Possibly the most prolific artist in Atlanta, Michi's work seems to be on constant display in one gallery space or another, often partnering up with John Tindel as TindelMichi or recently with Dosa Kim for a show at Beep Beep or in a team of six at Whitespace. But despite the quick succession of works, Michi new solo show, "Comfort Kills Pursuit: Fight!", in Eyedrum's Small Gallery is something altogether new and challenging, electing to focus more on sculptural installation than painting.
In some ways this show is a continuation of Michi's work, expounding on the use of the same tar-like black paint seen in the "Br'er" show, except that this work breaks from of the wood panel surface, breaks from the limitations of more commodified artwork, gets dirtier, drips paint down the walls, and incorporates the exhibition space fully into the work.

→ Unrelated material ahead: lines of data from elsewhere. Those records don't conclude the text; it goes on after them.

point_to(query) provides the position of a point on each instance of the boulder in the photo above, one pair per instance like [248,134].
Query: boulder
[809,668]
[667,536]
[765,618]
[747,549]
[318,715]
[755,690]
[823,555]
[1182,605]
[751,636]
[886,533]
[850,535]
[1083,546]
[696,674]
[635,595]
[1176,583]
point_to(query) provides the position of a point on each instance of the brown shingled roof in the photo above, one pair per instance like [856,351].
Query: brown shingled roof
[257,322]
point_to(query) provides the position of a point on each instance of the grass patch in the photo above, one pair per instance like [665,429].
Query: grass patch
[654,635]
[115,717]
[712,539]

There is an interesting dichotomy of purpose in Michi's work that seems particularly at play in this show. The work is not literal (despite using text) and is not easily decipherable but this is because Michi's work speaks to many different plights and many histories at once. Michi deals with the history of racial tensions between white and blacks, "I am fighting for liberation from a history of images that portray black males as strange fruit, machinery, and property." while also existing in this world as a quest-driven artist, and questioning this throughout his work "...have I become comfortable with the idea of art as consumer products and tailored my statements to fit the criteria for success in a commercial gallery society?" After seeing this show, my answer would be "no" and for anyone planning to see this show, or even viewing these pictures, Michi's statement is worth a read.

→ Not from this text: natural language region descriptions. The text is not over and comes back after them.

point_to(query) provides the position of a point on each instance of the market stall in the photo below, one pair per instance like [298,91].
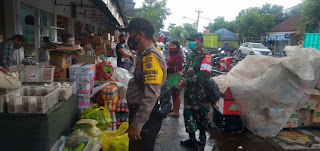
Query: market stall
[271,94]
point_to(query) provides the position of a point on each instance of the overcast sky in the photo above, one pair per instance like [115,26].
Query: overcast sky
[212,9]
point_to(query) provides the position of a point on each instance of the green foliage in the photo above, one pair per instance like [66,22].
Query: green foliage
[219,23]
[156,12]
[311,16]
[249,24]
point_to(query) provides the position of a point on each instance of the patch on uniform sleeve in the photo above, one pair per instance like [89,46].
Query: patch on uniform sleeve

This piece is fantastic. The gloves representing racial tensions, the legacy of boxing, "The Great White Hope", golden like a bronze trophy of supremacy, but painted, referencing the painter and artistic ambitions.
Statement: "In creative thought, The Great White Hope is the gallery. It is the stage set by its four white corners mimicking the boxing ring. It is an opponent that has eluded many of fighters or artists. We all believe in its mythical power and its collectors’ ringside seats to elevate and hype our careers to the next level just by hanging there."

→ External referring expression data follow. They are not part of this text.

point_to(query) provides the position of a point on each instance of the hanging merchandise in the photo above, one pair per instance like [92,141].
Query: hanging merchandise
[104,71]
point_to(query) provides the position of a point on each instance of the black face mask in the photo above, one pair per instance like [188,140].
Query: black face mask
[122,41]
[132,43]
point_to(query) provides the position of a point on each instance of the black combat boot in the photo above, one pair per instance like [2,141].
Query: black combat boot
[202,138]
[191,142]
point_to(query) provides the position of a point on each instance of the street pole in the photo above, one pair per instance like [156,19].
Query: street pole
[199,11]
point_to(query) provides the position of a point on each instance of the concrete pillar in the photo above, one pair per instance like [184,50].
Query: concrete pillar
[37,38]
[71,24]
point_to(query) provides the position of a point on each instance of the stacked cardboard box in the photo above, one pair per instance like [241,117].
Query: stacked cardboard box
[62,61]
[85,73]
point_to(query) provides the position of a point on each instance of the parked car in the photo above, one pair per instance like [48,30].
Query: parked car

Perhaps getting further at this idea of "strange fruit," is the amorphous pear/boxing bag that is torn and leaking cotton. There are some more thoughts on the show and an interesting text message interview here.
I left the show still chewing on the idea of artwork that directly references the artist's struggle for success. While this show straddles more difficult issues than just that, Michi views the Small Gallery as a boxing ring in which many different goals and ideologies are being fought for, including the artist's daunting tasks of being recognized and valued. The work serves as a battle cry for artists, an attack on lethargy, which is an essential stance artists must assume, but is the artwork itself the proper platform for the voicing of this? Is this self reflexive subject too insular to function as provoking art? Something to think about anyway.